Человек лежал на берегу у самой кромки воды так, что набегающие волны щекотали пятки, точно приноравливались, как бы половчей ухватиться. И ухватились бы, да Ниссе не позволил. Взявшись за тонкие, вялые руки – кожа белая и мокрая, холодная, как у лягушки, – поволок. Ноги человека оставили
Шалишь, не догонишь, не возьмешь.
Не его.
Спасенный был молод: узкое лицо с огромным горбатым носом, покрасневшим от холода, острый подбородок, выскобленный бритвою до синевы, и такие же синюшные щеки. Над верхней губой полоска чахлых усиков, на которых белеет морская соль, равно как и на ресницах, и на темных, слипшихся прядками волосах человека.
Спасенный был богат: на туфлях его сверкали драгоценными камнями пряжки, камзол хоть и простого кроя, но из ткани дорогой, которую и едкая морская вода не больно попортила. Внушали уважение и широкий пояс, и шитый золотом кошель на нем, и пустые ножны.
Пожалуй, на сей раз море было милостиво и к юноше, и к Ниссе – очнется спасенный, глядишь, да наградит спасителя.

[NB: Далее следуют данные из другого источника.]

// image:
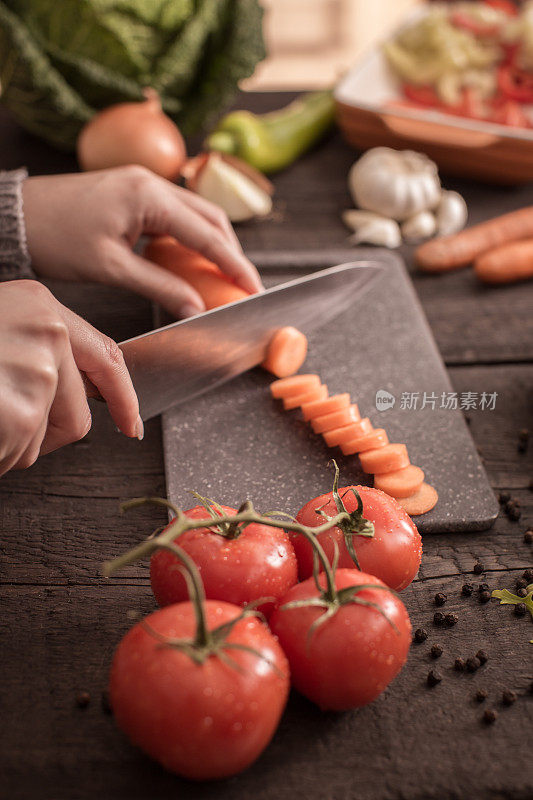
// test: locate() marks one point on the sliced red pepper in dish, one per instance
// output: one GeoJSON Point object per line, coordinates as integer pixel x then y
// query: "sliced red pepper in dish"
{"type": "Point", "coordinates": [467, 23]}
{"type": "Point", "coordinates": [515, 83]}
{"type": "Point", "coordinates": [469, 106]}
{"type": "Point", "coordinates": [508, 112]}
{"type": "Point", "coordinates": [503, 5]}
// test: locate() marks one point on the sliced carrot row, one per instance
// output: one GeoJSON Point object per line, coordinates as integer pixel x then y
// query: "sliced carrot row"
{"type": "Point", "coordinates": [340, 423]}
{"type": "Point", "coordinates": [297, 400]}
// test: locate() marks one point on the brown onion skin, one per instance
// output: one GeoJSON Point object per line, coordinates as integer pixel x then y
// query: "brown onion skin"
{"type": "Point", "coordinates": [133, 133]}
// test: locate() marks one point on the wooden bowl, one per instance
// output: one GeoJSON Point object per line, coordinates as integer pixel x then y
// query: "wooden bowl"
{"type": "Point", "coordinates": [367, 117]}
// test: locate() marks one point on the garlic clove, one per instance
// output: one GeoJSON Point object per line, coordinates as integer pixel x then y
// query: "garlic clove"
{"type": "Point", "coordinates": [240, 191]}
{"type": "Point", "coordinates": [353, 218]}
{"type": "Point", "coordinates": [382, 232]}
{"type": "Point", "coordinates": [420, 226]}
{"type": "Point", "coordinates": [451, 213]}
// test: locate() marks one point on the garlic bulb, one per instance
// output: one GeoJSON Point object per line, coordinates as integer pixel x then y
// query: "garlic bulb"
{"type": "Point", "coordinates": [379, 231]}
{"type": "Point", "coordinates": [241, 191]}
{"type": "Point", "coordinates": [420, 226]}
{"type": "Point", "coordinates": [451, 213]}
{"type": "Point", "coordinates": [394, 183]}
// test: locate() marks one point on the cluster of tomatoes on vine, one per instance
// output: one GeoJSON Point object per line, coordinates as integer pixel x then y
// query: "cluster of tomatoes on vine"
{"type": "Point", "coordinates": [252, 604]}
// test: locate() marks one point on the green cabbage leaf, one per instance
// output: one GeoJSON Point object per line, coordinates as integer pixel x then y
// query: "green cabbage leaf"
{"type": "Point", "coordinates": [63, 60]}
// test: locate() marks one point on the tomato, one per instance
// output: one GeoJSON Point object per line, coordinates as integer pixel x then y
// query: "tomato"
{"type": "Point", "coordinates": [393, 554]}
{"type": "Point", "coordinates": [259, 562]}
{"type": "Point", "coordinates": [201, 720]}
{"type": "Point", "coordinates": [349, 659]}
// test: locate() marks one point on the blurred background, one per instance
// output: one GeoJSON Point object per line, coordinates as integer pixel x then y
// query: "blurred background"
{"type": "Point", "coordinates": [310, 43]}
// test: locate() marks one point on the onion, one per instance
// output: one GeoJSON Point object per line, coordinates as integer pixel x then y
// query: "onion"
{"type": "Point", "coordinates": [133, 133]}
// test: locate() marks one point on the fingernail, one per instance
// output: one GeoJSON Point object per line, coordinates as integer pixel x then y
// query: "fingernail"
{"type": "Point", "coordinates": [189, 310]}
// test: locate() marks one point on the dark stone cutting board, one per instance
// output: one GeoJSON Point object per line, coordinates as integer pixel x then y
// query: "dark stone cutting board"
{"type": "Point", "coordinates": [236, 443]}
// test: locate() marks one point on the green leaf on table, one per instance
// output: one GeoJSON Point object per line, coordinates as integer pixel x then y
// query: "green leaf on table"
{"type": "Point", "coordinates": [508, 598]}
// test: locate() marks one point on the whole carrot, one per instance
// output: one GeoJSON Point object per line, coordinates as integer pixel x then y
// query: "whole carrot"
{"type": "Point", "coordinates": [450, 252]}
{"type": "Point", "coordinates": [506, 264]}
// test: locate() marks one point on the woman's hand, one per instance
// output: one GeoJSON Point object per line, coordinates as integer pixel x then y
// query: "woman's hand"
{"type": "Point", "coordinates": [83, 227]}
{"type": "Point", "coordinates": [45, 353]}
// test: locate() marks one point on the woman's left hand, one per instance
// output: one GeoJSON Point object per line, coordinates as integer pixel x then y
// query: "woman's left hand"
{"type": "Point", "coordinates": [84, 226]}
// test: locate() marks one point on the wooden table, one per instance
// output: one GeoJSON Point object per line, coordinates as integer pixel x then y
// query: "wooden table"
{"type": "Point", "coordinates": [59, 520]}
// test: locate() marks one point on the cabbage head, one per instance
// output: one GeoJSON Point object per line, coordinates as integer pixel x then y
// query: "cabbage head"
{"type": "Point", "coordinates": [63, 60]}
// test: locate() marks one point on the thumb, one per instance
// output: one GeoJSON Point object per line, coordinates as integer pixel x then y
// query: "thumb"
{"type": "Point", "coordinates": [158, 284]}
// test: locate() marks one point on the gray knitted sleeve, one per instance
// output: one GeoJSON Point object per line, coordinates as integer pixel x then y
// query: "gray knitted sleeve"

– Это будет хорошая сказка, – сказал мальчик, но Тень только усмехнулась.
– Смотри…
В эту ночь Ниссе спал спокойно и видел сон, будто он снова на берегу, идет по раковинам, дышит солью да гнилью, ищет дом старухи Ягге. Ищет и не находит, нету дома – только столбы из камня растут, а на них не сети – волосы женские окутали, опутали, переплелись паутиною, не пускают. Ловят волосы ветер, и рыбу, и раковины предивные, каковых Ниссе никогда, хоть бы в самом Копенгагене, не видывал. Ловят волосы смех и голоса, прикосновения и запахи, все-все, чего только поймать можно, а чайка белая – уже не чайка, женщина-пряха сидит на зеленом камне морском, колесо вертит. И тянутся к колесу нити из воды, а выходят волосы.
– Здравствуй, Ниссе, – сказала женщина. – Пришел? Не уберегла я тебя, значит. Или сам беречься передумал?
– Здравствуй, Ягге, вот ты, значит, какая.
Засмеялась колдунья, а отсмеявшись, нож показала.
– Смотри, Ниссе, видишь мое колесо?
– Вижу.
С тележное, а то и больше, широкое, с ободом железным, вылизанным водою до блеска стального, до сияния, вертится-вертится, ни на миг не остановится, прядет воду в нити, а нити – в стену волосяную.
– Это не вода вовсе, – говорит Ягге, – это ты так видишь, Ниссе. Это жизни человечьи, от моря рождены, на берег тянутся. Живут, живут, а как помирают, то я их и режу.
Мелькнул нож, оборвалась ниточка, хотел Ниссе закричать, остановить ведьму, да не смог шелохнуться, будто закаменел вовсе.
– Не спеши меня винить, Ниссе. Я тут для порядку посажена, для того, чтоб не томить людей, чтоб отпускать, когда устанут…
– И отец…
– Помню-помню,
– Дед…
– Многое на плечах его стояло, вот и поломались плечи…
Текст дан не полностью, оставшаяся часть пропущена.